I remember going into the Toyota Dealership and everyone in the waiting room sat there with their eyes entranced by the TV. I got what I needed and ran the other small errands and headed home to greet the school bus. Thankfully I didn't have to actually can the stuff I bought at the Cannery, that would have been impossible with 2 toddlers. Our ward had a canner so I could just use that. And as luck would have it I was working with the Achievement Day Girls at Church and the activity on Thursday was going to be using the Drypack canner where each girl would then get to take home a can of oatmeal.
I will never forget watching the sky above for a week after that and seeing it void of airplanes that were typically a common site overhead. Anyway, so that is where I was on September 11, 2001. Where were you?
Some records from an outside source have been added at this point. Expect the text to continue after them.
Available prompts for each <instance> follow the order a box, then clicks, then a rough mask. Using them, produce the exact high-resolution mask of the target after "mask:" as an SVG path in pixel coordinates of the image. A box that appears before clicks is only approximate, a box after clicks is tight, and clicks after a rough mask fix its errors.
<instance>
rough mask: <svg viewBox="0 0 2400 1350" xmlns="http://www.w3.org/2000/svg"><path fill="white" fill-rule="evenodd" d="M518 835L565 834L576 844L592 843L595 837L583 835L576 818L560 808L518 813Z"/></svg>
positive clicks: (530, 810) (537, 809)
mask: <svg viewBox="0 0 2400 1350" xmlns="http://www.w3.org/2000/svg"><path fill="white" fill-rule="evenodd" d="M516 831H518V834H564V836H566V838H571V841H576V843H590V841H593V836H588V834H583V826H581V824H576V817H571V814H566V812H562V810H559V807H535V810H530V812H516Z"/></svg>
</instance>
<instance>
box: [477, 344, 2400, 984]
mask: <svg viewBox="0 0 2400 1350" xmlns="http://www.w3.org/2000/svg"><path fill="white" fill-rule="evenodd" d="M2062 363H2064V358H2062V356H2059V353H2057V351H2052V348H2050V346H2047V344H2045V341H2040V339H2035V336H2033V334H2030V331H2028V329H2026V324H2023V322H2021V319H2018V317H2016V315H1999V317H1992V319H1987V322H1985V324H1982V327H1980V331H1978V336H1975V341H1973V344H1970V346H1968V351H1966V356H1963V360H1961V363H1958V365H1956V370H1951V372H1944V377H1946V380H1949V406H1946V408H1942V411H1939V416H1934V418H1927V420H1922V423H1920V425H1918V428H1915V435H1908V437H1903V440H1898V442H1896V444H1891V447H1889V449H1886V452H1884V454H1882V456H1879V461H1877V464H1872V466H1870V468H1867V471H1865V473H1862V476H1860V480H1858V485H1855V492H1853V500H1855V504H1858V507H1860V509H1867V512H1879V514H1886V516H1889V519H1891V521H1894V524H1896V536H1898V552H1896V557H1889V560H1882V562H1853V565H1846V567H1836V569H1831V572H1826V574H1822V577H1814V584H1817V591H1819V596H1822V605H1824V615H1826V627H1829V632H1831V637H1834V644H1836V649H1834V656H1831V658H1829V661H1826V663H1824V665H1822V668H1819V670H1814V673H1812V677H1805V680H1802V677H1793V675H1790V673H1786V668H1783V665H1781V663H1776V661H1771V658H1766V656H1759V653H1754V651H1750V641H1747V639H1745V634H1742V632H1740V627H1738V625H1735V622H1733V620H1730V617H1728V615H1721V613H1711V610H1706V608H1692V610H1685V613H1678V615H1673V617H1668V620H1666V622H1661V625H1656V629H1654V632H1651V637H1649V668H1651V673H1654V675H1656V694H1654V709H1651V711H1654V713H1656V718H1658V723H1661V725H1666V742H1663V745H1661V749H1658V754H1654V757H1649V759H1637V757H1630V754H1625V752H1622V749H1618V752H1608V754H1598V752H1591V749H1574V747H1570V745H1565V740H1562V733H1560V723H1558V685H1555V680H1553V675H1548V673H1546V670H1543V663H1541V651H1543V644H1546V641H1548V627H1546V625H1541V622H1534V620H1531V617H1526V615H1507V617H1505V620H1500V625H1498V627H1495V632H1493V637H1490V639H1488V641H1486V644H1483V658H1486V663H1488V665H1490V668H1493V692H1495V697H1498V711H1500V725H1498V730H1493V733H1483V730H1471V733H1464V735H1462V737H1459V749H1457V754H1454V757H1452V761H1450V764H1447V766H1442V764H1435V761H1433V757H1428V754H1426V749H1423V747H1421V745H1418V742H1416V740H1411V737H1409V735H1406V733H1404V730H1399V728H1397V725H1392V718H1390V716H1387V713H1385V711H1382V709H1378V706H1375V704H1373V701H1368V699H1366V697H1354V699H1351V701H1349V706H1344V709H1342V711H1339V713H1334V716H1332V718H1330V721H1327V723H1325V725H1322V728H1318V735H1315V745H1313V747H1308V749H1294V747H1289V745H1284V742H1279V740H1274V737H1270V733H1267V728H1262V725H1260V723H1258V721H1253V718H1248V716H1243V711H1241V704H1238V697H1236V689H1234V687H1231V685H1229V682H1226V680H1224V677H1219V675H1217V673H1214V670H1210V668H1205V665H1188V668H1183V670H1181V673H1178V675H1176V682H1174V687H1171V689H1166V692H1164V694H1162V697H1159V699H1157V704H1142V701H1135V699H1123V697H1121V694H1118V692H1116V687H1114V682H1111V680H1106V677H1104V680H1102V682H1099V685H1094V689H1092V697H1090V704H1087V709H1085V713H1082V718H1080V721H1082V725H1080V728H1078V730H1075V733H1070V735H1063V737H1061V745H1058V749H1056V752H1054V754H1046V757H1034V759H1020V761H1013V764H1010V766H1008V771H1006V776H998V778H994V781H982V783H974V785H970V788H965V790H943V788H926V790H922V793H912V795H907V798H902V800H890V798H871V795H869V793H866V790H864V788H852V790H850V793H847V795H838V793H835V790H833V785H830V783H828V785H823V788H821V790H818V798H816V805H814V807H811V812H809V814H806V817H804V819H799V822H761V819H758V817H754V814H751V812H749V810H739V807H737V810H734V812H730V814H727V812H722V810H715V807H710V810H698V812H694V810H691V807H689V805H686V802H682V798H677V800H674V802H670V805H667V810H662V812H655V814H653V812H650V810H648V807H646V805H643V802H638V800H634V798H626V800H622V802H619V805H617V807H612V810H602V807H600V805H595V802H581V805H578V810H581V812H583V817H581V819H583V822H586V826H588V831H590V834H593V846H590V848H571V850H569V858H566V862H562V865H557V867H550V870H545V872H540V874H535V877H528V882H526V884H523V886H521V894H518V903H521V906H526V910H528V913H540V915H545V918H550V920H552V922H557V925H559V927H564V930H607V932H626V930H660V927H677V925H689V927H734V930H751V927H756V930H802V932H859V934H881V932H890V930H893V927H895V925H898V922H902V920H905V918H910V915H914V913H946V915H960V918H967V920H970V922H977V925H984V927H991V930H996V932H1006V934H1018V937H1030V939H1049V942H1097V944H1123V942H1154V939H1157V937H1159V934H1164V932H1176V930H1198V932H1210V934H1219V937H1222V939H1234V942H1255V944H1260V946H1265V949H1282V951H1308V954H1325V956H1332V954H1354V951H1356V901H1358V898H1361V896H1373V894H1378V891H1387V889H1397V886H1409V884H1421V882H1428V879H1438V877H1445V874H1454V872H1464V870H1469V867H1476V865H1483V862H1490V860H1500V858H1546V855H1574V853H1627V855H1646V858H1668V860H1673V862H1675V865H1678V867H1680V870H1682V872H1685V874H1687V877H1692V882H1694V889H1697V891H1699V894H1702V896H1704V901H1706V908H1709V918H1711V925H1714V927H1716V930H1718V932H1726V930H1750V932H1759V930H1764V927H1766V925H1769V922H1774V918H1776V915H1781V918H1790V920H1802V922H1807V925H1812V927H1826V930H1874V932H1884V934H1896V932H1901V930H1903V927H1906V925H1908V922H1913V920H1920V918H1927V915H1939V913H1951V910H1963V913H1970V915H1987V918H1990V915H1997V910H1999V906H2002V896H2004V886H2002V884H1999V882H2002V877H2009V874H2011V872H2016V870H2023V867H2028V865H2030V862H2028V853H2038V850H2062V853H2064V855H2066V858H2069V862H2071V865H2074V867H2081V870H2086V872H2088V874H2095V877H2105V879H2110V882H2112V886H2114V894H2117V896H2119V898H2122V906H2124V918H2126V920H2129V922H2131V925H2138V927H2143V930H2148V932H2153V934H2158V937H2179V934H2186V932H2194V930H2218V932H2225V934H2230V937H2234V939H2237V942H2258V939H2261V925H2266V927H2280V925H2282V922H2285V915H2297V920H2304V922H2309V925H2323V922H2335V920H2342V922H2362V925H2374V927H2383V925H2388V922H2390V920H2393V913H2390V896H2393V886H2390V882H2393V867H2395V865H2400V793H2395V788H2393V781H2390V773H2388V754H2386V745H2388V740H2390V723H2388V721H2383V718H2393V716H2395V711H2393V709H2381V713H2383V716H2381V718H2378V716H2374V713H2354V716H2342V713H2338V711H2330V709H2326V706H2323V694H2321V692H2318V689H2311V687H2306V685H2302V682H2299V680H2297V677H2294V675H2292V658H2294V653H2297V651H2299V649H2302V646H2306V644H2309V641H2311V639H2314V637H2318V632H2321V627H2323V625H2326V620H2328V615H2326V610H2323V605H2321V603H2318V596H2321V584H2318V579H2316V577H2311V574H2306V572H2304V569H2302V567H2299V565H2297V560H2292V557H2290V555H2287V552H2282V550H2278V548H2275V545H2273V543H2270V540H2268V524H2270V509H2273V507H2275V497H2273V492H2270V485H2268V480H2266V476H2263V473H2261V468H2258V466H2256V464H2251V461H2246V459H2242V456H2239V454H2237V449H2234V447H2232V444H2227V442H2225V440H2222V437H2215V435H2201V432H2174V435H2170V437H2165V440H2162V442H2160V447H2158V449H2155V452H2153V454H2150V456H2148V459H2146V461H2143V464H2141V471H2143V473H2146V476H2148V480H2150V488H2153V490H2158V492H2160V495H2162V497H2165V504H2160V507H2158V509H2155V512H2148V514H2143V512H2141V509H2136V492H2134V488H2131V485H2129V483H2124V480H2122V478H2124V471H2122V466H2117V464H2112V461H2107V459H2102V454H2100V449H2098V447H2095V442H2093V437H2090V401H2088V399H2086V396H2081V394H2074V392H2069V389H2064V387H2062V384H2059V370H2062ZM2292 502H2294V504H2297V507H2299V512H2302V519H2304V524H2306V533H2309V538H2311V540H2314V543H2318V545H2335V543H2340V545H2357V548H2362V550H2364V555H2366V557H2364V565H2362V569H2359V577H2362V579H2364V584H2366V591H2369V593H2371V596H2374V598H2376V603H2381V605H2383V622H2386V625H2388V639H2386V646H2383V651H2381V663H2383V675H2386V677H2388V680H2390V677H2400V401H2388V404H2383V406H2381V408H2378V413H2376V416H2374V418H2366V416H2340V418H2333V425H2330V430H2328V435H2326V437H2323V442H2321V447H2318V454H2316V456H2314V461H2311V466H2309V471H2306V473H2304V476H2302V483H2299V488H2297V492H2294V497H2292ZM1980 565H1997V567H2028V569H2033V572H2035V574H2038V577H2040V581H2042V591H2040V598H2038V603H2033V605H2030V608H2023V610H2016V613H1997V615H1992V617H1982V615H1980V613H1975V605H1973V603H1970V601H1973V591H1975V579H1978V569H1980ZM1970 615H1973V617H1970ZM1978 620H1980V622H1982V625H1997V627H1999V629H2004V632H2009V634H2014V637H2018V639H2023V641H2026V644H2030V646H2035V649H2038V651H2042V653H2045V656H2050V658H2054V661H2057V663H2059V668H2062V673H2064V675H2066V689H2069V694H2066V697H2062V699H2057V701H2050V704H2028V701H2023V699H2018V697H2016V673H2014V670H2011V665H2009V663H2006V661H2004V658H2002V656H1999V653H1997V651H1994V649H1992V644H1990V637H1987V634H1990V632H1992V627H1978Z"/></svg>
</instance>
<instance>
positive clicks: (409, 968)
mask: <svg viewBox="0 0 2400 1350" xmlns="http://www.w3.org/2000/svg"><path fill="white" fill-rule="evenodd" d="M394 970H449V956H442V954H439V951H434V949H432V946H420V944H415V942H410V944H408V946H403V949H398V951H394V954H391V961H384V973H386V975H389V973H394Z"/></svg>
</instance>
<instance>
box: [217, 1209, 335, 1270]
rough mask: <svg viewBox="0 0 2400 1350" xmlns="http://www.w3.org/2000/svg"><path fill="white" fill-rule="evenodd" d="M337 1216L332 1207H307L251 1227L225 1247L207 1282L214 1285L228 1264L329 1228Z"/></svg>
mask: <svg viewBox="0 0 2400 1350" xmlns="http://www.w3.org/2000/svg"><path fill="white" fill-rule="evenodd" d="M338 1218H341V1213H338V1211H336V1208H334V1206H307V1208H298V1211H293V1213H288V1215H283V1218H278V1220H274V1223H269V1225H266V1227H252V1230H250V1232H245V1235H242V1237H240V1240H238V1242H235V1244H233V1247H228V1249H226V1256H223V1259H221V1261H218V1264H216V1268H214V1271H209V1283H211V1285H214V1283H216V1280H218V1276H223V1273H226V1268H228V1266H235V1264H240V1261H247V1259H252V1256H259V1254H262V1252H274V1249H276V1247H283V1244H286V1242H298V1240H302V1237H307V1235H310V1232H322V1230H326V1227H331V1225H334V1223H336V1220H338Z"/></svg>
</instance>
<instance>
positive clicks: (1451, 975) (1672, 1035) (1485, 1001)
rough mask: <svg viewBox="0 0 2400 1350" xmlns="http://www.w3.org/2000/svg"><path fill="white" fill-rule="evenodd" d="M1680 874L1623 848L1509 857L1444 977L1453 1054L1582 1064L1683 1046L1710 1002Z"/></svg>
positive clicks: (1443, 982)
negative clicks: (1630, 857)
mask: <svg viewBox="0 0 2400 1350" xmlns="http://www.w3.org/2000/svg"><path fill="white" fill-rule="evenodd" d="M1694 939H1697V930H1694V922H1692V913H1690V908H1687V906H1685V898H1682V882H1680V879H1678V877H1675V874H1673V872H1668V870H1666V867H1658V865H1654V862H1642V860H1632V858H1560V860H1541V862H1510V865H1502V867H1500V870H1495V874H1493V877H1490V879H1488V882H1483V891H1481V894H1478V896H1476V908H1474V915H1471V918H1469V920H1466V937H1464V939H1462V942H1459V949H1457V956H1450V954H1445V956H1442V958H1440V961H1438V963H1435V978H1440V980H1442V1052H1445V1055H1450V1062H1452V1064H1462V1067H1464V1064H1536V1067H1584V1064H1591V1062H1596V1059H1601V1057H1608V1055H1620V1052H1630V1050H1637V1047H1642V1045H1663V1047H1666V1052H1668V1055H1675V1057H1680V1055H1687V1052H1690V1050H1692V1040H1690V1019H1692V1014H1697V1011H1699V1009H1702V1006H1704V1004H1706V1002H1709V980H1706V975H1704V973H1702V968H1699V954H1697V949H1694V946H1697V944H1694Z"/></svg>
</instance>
My heart goes out to all who lost friends, family or loved ones in this attack and for all of those who have family serving our Country because of the War on Terror.
I actually knew one person who was killed in the attack on the Pentagon. His name is Brady Howell. I worked with him at Arctic Circle in Rexburg, Idaho when I was attending Ricks College. Brady was just a Junior in High School at that time, I believe. He was only an acquaintance, but I do remember him being a hard worker and that he was one that would take his job seriously when some of the other guys were still horsing around in the kitchen.
We knew that Brady could reign in those other guys and get them on task so we could get an order out quick. As it so happens, though I did not know my husband at the time, it was Brady's Dad who was serving as Laren's Stake President in Sugar City where Laren spent most of his childhood years. My heart goes out to Brady's wife Liz and the entire Howell family.